3. Leur indexation est partielle, voire inexistante : la capitalisation intégrale, sujette aux fluctuations des marchés financiers, ne garantit pas l’indexation, alors que les système de retraite par répartition le permettent dans la mesure où les salaires réels ne diminuent pas. 

4. Leur distribution pénalise fortement les femmes : leur rente moyenne – pour celles qui y ont accès – est de la moitié de celle des hommes.

La hausse de l’espérance de vie a bon dos

Ces dégradations de la prévoyance vieillesse, y compris le projet d’augmenter l’âge de la retraite des femmes, sont basées sur une mystification : les actifs·ves ne pourraient plus supporter la charge de retraités parce qu’ils vivent de plus en plus longtemps. 

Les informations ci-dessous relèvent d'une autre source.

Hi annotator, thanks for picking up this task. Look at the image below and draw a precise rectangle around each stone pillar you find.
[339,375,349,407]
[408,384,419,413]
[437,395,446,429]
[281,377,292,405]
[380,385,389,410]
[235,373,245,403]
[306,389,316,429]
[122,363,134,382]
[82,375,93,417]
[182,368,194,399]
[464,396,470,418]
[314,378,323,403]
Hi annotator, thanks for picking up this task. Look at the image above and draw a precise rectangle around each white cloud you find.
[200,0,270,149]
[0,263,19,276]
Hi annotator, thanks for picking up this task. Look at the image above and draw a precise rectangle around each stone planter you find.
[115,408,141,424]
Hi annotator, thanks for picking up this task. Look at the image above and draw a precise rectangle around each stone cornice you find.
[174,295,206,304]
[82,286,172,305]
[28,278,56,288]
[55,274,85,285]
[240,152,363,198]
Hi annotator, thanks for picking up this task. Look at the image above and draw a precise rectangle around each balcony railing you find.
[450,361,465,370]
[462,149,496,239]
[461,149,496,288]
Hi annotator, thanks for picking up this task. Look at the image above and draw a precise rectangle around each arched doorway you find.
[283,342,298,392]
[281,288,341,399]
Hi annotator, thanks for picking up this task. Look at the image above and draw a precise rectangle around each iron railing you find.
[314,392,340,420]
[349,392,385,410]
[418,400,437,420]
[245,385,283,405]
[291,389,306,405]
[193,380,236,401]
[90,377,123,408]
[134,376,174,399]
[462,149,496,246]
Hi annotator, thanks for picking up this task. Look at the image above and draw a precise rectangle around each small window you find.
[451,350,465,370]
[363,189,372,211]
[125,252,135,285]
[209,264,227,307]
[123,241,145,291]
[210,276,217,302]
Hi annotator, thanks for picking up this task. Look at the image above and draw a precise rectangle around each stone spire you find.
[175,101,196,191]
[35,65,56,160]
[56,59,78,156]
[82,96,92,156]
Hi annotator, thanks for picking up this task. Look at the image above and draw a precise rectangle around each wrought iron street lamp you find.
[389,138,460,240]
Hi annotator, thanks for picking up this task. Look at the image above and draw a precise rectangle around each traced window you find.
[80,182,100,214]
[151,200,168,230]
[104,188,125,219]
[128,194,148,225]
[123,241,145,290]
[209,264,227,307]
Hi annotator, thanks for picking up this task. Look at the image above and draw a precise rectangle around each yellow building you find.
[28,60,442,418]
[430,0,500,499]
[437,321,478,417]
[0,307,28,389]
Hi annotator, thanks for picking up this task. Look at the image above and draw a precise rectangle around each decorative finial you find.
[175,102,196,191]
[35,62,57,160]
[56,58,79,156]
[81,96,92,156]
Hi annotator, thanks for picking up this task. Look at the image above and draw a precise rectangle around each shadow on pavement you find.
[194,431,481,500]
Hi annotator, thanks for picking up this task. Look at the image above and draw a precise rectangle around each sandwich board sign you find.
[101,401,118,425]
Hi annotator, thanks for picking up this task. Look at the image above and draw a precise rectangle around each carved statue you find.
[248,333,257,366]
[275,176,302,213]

Pourtant, si l’espérance de vie des retraité·e·s croît bien chaque année de 0,5%, celle des richesses créées a augmenté en moyenne de 2% durant ces dix dernières années. En d’autres termes, on a produit chaque année 4 fois plus de richesses que ce qui aurait été nécessaire pour compenser l’augmentation de l’espérance de vie. Mais la répartition de ces richesses a été de plus en plus inégalitaire.

6a00d83451935369e2017d3ce5b487970c.jpgL’AVS est-elle aussi menacée ?

Historiquement, l’AVS a été plébiscitée par le peuple : objectif phare de la grève générale de 1918, elle a été adoptée par 80% des suffrages en 1947, avec une participation au vote de 80% ! Elle a même fait tomber le taux de suicide de l’ensemble de la population de 20% en 3 ans, de 1947 à 1950, essentiellement à cause de l’effondrement de ce taux parmi les personnes âgées.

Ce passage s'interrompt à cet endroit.